The past week I had the chance to attend Black Hat Europe for my first time and demo my tool. For this, I would like to thank @ToolsWatch team members in advance because the Arsenal is possible thanks to their dedicated passion over a decade of volunteering.
In this post, I'll try to highlight the peculiarities of the Arsenal compared to the Business Hall and the Briefings. The differences I will point out are the key reasons why the Arsenal does exist along with the Trainings, Business Hall and Briefings.
Black Hat events are the major series of security conferences in the world (located in USA, Europe, Asia) and one of the best opportunities to meet hackers, security researchers, security executives and security practitioners from all over the world.
My personal experience was amazing because I met tons of cool infosec people in just 2 days and despite being on my own at the conference, I haven't felt alone.
Arsenal vs Briefings
The Briefings are very technical presentations that have the ultimate goal of predicting upcoming trends in various infosec topics like hardware and software exploitation, privacy concerns, platform security, practical cryptography, and malware analysis. They are, therefore, the extraordinary achievements of months of research of a team of highly skilled and passionate self-employed, academic, professional hackers that are willing to share their results.

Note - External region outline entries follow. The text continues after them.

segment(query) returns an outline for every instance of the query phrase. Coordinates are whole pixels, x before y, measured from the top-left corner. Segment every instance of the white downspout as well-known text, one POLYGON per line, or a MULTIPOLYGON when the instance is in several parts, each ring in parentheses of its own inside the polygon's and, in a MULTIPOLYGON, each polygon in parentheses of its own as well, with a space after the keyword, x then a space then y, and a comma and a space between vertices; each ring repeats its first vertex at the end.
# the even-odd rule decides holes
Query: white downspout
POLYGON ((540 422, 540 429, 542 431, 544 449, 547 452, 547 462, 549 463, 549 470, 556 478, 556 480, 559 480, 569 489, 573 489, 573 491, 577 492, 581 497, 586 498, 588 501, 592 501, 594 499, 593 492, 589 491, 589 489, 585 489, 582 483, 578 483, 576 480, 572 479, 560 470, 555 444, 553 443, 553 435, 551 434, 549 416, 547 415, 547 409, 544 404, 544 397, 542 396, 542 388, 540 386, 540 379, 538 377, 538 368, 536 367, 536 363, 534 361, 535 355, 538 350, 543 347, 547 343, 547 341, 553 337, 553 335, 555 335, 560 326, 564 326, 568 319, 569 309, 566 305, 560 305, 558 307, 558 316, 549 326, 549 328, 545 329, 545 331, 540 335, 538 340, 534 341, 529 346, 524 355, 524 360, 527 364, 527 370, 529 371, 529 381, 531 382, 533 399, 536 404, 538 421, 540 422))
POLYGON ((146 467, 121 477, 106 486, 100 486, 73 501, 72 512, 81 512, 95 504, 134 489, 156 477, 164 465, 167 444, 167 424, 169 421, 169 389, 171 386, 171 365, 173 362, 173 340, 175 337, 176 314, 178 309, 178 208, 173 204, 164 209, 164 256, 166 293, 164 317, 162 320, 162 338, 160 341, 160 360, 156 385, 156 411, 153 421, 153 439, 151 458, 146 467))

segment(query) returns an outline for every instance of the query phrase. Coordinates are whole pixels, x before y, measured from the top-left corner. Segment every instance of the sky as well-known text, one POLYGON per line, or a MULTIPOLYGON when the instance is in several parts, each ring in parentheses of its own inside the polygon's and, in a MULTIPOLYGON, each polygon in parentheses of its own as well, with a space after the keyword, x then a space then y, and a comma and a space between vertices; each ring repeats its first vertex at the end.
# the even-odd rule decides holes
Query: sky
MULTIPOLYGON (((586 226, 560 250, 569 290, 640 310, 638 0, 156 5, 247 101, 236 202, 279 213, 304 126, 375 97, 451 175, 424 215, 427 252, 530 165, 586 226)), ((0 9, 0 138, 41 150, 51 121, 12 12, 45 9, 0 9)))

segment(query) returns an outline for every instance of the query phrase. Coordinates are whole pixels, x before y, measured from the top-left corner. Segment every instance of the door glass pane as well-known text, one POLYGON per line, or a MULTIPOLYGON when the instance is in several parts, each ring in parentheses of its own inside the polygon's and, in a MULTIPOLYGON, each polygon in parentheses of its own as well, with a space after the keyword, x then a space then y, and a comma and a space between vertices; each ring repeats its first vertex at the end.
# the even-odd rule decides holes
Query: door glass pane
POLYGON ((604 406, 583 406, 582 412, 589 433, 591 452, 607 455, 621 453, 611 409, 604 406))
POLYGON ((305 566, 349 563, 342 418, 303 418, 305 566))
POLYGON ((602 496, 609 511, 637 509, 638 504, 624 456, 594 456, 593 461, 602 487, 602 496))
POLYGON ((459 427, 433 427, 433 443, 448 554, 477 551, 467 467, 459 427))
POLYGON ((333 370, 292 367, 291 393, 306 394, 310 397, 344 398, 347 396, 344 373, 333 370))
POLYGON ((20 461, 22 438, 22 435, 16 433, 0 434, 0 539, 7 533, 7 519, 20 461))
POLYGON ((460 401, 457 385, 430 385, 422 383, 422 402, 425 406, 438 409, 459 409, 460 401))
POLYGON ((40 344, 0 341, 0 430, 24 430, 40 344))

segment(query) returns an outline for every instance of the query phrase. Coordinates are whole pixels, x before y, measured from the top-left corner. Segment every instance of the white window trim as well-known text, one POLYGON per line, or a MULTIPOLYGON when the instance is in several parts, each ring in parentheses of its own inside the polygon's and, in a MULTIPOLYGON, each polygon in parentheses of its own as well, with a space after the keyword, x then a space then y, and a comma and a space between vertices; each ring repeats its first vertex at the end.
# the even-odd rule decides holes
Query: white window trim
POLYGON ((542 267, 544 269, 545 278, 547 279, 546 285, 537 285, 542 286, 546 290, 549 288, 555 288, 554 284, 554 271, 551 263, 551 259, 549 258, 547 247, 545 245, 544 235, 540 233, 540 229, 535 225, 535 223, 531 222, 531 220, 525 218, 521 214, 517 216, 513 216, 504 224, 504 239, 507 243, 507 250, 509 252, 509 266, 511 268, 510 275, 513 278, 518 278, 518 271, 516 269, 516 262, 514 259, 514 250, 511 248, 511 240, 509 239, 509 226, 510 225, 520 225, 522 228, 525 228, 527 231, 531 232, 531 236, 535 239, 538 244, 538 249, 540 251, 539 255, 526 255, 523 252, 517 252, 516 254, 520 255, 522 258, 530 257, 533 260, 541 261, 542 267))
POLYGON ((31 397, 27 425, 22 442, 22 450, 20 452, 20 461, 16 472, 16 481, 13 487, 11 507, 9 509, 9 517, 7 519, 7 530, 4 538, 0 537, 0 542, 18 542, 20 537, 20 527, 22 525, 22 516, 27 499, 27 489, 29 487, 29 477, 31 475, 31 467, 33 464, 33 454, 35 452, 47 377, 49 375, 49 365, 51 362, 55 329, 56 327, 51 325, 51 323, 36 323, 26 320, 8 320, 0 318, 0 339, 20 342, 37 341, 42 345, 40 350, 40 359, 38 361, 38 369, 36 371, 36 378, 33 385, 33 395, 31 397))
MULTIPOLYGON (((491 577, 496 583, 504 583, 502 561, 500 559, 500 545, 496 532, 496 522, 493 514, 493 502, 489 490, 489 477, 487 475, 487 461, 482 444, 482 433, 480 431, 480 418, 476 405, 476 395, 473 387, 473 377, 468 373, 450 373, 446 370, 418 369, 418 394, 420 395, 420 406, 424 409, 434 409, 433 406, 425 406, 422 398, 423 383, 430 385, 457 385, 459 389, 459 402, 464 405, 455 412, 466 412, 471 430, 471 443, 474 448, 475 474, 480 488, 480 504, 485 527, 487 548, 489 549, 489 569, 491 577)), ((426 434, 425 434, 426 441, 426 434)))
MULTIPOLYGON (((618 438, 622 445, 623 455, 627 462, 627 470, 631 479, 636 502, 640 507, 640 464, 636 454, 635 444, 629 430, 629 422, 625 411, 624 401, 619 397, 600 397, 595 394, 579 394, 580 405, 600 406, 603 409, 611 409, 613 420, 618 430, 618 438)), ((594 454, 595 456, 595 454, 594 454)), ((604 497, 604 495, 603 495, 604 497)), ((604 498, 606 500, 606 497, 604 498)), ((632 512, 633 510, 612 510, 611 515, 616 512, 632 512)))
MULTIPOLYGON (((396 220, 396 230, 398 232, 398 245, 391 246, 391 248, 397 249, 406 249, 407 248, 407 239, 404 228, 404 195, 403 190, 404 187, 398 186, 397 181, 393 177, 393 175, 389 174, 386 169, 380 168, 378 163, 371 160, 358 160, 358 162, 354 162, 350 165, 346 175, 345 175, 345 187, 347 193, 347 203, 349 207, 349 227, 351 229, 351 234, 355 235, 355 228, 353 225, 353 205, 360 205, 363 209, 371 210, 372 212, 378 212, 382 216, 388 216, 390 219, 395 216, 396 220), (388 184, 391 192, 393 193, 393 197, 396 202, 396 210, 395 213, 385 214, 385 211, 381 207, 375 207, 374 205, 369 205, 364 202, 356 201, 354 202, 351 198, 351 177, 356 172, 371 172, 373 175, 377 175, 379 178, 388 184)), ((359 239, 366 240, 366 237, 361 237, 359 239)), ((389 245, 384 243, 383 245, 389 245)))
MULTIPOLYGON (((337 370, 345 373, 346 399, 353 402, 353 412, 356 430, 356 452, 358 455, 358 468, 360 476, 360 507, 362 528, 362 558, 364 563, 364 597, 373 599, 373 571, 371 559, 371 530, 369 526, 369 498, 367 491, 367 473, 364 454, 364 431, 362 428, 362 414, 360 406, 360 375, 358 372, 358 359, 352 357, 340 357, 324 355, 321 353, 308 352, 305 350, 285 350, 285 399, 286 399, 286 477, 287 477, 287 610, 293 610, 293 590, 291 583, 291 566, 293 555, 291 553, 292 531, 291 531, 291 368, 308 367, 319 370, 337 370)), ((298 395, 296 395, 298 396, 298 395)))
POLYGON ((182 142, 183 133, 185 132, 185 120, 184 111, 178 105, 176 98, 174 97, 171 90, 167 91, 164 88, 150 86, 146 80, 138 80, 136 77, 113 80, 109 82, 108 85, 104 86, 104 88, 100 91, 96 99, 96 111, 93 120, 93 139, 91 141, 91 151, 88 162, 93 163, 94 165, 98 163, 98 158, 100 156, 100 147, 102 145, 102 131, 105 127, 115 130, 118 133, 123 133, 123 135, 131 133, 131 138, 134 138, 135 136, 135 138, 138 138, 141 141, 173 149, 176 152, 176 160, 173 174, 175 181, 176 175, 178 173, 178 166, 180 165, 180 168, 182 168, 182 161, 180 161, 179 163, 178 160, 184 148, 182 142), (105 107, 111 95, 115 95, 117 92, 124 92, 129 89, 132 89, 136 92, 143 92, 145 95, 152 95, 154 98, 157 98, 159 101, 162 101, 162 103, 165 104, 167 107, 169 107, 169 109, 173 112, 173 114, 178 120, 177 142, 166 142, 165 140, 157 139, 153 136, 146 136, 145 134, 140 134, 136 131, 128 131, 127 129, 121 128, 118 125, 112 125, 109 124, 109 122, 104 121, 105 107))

From an attendee's perspective (be it security practitioner, penetration tester, a security researcher in another IT security area, etc.), there is often an impressive steep learning curve to completely grasp the root cause of the vulnerabilities, their detailed exploitation steps and to reproduce it in a timely fashion on its own. This is understandable because it is unlikely that in few hours, without the proper preliminary knowledge, it is feasible to reach the same results of months of research of a team of very competent and motivated hackers ;-).
On the contrary, Arsenal tools are demoed with live commentary and are usually easier to understand because they normally weaponize already known issues or they nicely integrate many different useful features in one standalone security framework. Black Hat attendees can easily find in the Arsenal new inventiveness: be it for using a programming language they are not familiar with yet, be inspired by a tool architecture, grasp the insight of the projects and what they address or be exposed and get interested in an infosec topic completely new to them. Therefore, the major advantage compared to Briefings is that there is no barrier at all between the attendees and the presenter, which indeed can be spotted later as attendee itself of other tools presented at the Arsenal. The open-source tools can later be dissected by attendees giving them the chance to gain a complete insight into the project and feel free to contribute.
I believe that conveying research details (when possible) into an automated and well documented open source project has a major impact because a tool can be reused by many, carefully studied, improved and definitely will ease the process of uncovering similar vulnerabilities in different platforms. This is, in my opinion, the best expression of what is Knowledge Sharing.
Arsenal vs Business Hall
In the Business Hall, professional products from well-known security firms or fast-growing security startups are showcased. These solutions are mostly patented, have closed source code and normally are the results of millions of euros of investments.
Even if business products and open-source Arsenal tools tend to target a completely different market, in my experience are comparable to some extent. Due to their nature, open-source Arsenal projects may involve anyone interested to actively contribute with patches or fully new features whilst for business solutions opening a ticket will likely be the only way to request a bug fix or feature addition. Besides, the informal atmosphere of the Arsenal stands and the small number of committers are more likely to express Enthusiasm and inspire creativeness in the attendees.
The Arsenal successfully portrays both the knowledge sharing and the enthusiasm aspects of Black Hat.
Black Hat wisely promotes this spirit by granting to Arsenal presenters a stand to demo their tool and the generous chance to fully access both the Business Hall and the Briefings.
If you are working on a security tool or concept and willing to open source it, the Arsenal is the best way to reach other security enthusiasts like you
You have your chance via the Call for Tools, don't miss that!